Character Clues

Character Clues

Character Analysis

Speech and Dialogue

In Titus Andronicus language use is an indicator of how much power a character has. Take Lavinia, for example. At the beginning of the play, she is completely silent when Bassianus and Saturninus fight over who will marry her (and nobody bothers asking her what she wants). This suggests that Lavinia is an object of desire, not a figure whose desires are relevant to those around her. Later Lavinia is brutally silenced when her rapists, Demetrius and Chiron, cut out her tongue. (This is also why it's so fitting that Titus orders that Demetrius and Chiron be gagged just before he bakes them into a pie: "[...] bind them sure, / And stop their mouths, if they begin to cry" (5.2.17). After Aaron confesses to being the mastermind behind all of Titus's suffering, Lucius orders him bound and gagged as well: "Sirs, stop his mouth, and let him speak no more" (5.1.14). Up to this point, Aaron has been in almost total control, but here he can no longer "torment [the Andronici] with [his] bitter tongue"(5.1.12).

Sex and Love

A character's sex life can tell us a lot about his or her character in this play. Tamora's sexuality is meant to align her with viciousness, cruelty, and immorality. When Saturninus says he's thinking about making Tamora his empress, she responds by promising to be a "handmaid to [his] desires." Tamora doesn't really care about Saturninus, but she promises to keep him very satisfied in exchange for power, which suggests that she is willing to do just about anything for the kind of power that will enable her to get back at the Andronicus family. This includes encouraging her sons to rape Lavinia while she's off rolling around in the forest with Aaron. Did we mention that Tamora's secret affair with Aaron continues even after she's married to Saturninus?

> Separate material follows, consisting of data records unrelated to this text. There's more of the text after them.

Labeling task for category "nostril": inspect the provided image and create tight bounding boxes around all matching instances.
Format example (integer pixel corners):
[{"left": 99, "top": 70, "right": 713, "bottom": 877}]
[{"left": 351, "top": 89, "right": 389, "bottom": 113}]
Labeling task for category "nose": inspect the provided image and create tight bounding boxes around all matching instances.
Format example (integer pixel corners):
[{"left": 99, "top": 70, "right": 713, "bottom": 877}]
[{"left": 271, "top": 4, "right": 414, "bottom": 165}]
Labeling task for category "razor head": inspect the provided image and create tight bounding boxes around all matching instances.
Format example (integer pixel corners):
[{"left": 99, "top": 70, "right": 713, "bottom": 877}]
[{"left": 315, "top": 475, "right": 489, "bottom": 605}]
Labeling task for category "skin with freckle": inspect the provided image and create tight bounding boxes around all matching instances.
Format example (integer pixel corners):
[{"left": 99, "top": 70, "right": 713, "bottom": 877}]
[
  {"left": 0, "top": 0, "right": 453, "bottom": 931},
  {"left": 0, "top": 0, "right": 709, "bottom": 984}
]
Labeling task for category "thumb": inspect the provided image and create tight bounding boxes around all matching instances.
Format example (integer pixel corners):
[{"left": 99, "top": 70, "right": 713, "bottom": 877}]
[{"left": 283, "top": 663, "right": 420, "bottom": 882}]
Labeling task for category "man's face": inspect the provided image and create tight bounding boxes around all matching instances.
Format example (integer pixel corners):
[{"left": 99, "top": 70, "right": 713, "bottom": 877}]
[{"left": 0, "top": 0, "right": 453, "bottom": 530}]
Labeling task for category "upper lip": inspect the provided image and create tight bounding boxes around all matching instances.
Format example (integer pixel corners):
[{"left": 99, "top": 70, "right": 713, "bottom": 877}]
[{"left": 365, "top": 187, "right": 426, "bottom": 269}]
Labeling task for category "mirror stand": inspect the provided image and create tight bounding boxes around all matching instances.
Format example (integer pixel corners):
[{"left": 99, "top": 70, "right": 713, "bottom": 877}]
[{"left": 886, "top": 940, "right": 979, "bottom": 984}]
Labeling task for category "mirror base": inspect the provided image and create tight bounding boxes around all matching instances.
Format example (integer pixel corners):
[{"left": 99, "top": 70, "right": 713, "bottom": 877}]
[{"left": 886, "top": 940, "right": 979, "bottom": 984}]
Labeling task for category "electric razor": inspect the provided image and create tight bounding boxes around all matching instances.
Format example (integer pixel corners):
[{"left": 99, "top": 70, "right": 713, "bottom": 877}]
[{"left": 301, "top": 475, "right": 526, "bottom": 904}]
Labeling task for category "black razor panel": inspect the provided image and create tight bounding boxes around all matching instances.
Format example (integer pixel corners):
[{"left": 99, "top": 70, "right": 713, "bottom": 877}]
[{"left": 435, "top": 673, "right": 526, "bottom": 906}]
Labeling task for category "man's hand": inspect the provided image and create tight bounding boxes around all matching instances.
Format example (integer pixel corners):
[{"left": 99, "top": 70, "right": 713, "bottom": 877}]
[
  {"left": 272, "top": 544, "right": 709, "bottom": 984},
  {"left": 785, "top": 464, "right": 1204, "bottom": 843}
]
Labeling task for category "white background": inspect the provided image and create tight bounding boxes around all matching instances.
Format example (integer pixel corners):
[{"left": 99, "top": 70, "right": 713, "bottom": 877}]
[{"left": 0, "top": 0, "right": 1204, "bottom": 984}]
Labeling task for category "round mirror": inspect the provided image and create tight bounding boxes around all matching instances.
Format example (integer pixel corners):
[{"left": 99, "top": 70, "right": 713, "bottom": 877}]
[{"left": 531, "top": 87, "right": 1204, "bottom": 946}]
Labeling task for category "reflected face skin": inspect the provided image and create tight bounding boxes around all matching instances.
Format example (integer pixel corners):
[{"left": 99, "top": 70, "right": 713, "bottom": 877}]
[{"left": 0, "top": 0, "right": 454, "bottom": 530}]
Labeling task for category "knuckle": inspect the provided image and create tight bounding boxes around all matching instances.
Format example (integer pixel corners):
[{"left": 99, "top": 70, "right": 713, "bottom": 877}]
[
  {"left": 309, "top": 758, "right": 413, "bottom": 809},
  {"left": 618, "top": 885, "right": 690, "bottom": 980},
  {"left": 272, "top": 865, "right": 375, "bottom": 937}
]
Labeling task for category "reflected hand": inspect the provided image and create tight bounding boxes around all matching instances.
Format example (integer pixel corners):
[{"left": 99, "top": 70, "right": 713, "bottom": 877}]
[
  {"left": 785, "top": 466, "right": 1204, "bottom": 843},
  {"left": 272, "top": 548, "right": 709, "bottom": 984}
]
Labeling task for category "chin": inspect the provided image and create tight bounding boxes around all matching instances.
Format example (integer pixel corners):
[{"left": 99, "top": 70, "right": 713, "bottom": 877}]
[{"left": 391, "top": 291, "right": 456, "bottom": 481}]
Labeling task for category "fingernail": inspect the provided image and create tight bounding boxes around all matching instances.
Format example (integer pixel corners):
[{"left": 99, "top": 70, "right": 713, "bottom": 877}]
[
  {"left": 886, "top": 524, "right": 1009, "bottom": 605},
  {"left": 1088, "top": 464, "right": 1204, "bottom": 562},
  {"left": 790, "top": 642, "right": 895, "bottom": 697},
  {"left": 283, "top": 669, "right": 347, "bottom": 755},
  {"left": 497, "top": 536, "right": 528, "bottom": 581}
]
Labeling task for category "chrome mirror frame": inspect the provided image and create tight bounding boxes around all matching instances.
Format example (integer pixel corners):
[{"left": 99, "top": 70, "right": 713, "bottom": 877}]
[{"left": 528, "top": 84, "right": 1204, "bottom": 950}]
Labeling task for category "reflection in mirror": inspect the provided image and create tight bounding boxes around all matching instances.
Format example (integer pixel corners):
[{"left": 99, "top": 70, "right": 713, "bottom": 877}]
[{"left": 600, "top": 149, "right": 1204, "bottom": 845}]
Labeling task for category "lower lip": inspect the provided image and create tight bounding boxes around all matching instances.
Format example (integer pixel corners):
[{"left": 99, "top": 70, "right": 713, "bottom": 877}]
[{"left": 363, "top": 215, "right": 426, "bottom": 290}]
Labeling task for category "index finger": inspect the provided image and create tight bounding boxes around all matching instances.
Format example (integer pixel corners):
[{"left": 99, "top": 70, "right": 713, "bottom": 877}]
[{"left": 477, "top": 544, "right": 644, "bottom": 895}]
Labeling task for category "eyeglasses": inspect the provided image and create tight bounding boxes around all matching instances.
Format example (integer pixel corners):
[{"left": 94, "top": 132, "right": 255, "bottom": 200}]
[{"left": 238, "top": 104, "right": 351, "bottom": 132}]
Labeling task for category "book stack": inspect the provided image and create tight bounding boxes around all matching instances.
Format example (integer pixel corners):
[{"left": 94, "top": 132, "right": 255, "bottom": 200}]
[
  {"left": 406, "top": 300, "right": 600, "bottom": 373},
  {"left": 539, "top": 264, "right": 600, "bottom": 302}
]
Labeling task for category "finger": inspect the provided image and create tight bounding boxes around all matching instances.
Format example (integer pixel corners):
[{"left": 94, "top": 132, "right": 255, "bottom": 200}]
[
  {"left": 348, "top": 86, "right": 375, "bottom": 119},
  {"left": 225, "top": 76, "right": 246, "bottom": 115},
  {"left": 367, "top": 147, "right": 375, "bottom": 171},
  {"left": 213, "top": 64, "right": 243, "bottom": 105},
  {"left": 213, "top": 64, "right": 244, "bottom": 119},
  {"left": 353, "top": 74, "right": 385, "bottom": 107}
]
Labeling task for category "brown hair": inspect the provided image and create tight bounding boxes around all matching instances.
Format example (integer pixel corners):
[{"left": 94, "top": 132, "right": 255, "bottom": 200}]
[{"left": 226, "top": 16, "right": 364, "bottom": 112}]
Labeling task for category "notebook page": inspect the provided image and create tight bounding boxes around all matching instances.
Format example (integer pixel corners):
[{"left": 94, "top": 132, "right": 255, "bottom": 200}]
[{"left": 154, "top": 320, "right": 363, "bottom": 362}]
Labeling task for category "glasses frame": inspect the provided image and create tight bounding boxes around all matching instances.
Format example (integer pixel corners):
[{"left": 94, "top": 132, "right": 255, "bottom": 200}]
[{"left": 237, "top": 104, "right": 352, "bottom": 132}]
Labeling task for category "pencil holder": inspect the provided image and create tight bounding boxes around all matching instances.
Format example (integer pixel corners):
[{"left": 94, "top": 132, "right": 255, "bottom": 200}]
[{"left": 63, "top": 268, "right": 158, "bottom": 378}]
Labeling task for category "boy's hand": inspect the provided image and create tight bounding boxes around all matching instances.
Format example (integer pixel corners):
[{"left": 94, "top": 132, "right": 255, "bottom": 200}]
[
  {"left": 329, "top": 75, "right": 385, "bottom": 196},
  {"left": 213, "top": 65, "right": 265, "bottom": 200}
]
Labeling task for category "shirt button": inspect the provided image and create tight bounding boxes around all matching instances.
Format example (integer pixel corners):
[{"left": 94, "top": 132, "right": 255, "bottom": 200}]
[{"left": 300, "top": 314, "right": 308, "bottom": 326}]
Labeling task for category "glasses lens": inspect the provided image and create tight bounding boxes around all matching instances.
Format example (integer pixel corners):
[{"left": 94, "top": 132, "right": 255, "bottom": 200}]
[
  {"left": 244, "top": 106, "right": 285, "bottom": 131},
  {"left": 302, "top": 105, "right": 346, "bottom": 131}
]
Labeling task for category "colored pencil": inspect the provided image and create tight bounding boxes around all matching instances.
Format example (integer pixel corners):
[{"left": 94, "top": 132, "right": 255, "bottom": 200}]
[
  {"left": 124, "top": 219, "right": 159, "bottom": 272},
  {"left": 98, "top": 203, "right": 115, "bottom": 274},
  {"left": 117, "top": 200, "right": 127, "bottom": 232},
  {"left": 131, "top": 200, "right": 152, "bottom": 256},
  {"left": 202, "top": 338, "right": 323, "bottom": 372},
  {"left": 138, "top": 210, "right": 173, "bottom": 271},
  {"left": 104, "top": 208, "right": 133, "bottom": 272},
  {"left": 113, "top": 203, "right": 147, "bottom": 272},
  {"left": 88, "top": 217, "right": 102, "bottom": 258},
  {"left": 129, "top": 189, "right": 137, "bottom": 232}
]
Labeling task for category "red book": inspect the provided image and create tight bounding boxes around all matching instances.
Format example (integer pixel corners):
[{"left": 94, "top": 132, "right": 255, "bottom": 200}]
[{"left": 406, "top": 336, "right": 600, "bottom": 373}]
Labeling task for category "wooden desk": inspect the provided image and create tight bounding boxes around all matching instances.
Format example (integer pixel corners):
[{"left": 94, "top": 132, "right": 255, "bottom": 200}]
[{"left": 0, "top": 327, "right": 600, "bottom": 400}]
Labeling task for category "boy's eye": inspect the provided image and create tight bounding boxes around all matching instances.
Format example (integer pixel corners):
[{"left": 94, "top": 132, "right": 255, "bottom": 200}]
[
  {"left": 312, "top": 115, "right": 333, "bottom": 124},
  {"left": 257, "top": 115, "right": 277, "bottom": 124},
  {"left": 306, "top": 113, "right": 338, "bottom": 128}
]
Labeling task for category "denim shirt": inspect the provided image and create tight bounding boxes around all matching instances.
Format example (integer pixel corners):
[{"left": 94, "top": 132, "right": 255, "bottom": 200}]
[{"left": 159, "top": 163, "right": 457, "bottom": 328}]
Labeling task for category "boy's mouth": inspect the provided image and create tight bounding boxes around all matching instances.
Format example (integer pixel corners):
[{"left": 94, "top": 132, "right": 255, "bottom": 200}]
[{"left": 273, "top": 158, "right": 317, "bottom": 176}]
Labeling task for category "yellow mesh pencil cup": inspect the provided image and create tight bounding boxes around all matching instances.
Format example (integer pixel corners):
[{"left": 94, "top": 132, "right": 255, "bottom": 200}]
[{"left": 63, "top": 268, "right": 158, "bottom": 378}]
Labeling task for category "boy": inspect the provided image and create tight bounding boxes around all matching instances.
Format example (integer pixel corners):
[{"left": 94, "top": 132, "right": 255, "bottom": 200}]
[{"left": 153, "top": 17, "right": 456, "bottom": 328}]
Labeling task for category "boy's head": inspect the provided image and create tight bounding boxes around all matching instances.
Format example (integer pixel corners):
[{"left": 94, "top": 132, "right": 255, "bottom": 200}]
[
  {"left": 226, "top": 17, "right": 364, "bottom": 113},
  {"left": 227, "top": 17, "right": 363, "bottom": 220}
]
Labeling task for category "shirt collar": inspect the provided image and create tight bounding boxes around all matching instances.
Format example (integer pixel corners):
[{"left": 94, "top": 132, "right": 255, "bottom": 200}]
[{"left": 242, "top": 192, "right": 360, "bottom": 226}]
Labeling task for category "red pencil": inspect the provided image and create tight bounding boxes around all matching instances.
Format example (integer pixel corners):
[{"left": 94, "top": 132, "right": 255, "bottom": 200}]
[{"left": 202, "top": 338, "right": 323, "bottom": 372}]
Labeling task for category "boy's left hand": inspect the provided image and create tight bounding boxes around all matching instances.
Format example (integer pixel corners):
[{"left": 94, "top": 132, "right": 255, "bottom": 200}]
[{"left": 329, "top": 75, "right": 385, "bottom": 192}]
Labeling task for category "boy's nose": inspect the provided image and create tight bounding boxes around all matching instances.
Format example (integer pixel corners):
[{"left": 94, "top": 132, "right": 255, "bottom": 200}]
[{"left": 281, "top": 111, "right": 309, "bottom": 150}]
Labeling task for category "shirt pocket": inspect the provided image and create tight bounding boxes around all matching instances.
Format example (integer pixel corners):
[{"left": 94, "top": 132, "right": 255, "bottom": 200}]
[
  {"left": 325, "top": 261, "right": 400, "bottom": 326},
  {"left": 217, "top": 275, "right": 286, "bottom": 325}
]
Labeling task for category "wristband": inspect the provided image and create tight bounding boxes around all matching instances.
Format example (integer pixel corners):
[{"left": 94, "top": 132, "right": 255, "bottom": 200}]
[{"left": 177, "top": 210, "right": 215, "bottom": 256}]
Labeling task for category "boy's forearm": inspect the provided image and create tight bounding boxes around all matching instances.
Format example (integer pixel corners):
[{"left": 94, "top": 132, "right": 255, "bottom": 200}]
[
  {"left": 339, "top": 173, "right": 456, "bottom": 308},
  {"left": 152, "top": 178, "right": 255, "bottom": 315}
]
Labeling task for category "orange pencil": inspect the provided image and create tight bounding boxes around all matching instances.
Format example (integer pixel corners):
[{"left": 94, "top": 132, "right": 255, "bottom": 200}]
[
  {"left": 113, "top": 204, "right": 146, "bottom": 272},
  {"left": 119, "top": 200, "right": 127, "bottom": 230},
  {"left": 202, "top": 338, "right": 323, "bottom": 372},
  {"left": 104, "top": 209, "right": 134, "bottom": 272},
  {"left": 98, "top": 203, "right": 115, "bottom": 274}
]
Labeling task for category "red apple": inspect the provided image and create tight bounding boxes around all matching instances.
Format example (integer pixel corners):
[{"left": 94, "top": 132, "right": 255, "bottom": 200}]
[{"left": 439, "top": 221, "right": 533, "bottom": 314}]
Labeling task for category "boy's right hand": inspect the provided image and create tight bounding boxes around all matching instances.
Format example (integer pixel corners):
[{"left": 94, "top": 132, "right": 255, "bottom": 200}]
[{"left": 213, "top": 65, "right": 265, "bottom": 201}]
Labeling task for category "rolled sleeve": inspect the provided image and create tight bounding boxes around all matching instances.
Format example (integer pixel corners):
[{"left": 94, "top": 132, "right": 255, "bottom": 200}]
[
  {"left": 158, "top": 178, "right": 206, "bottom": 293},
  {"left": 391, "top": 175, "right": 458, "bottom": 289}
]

Lavinia, on the other hand, is chaste and virtuous, which signals her innocence. (In Shakespeare's day, being "chaste" meant that a woman was a virgin when she got married, and after her wedding night she was completely faithful to her husband.) In fact, the play goes out of its way to demonstrate that, even after Lavinia is raped, she remains virtuous. When Marcus finds Lavinia after she's been assaulted, she turns away in "shame" when he guesses that she was raped. She also blushes (despite the fact that she's lost a lot of blood):

Ah, now thou turn'st away thy face for shame!
And, notwithstanding all this loss of blood,
As from a conduit with three issuing spouts,
Yet do thy cheeks look red as Titan's face
Blushing to be encountered with a cloud.
(2.4.1)

Compare Lavinia's extraordinary ability to blush with Aaron's refusal (or inability?) to blush when his adulterous affair with Tamora is discovered: "Fie, treacherous hue, that will betray with blushing / The close enacts and counsels of the heart!" (4.2.18).

Social Status (Race and Nationality)

Early on in Titus Andronicus, we're led to believe that Goths and Moors are "barbarous" and the Romans are civilized. Marcus enters the stage and declares that Titus has been at war with the "barbarous Goths" (1.1.1), who are soon paraded through town like captive animals. Later, Bassianus accuses Aaron of being a "barbarous Moor" (2.3.2). But Shakespeare soon makes it clear that there's not much difference between the Romans, Goths, and "Moors." Just about everyone in this play participates in the destructive cycle of violence and revenge. Titus sacrifices Tamora's eldest child (1.1), Aaron and Tamora encourage Demetrius and Chiron to rape Lavinia (2.3), and so on. For more on this topic, see "Themes: Race."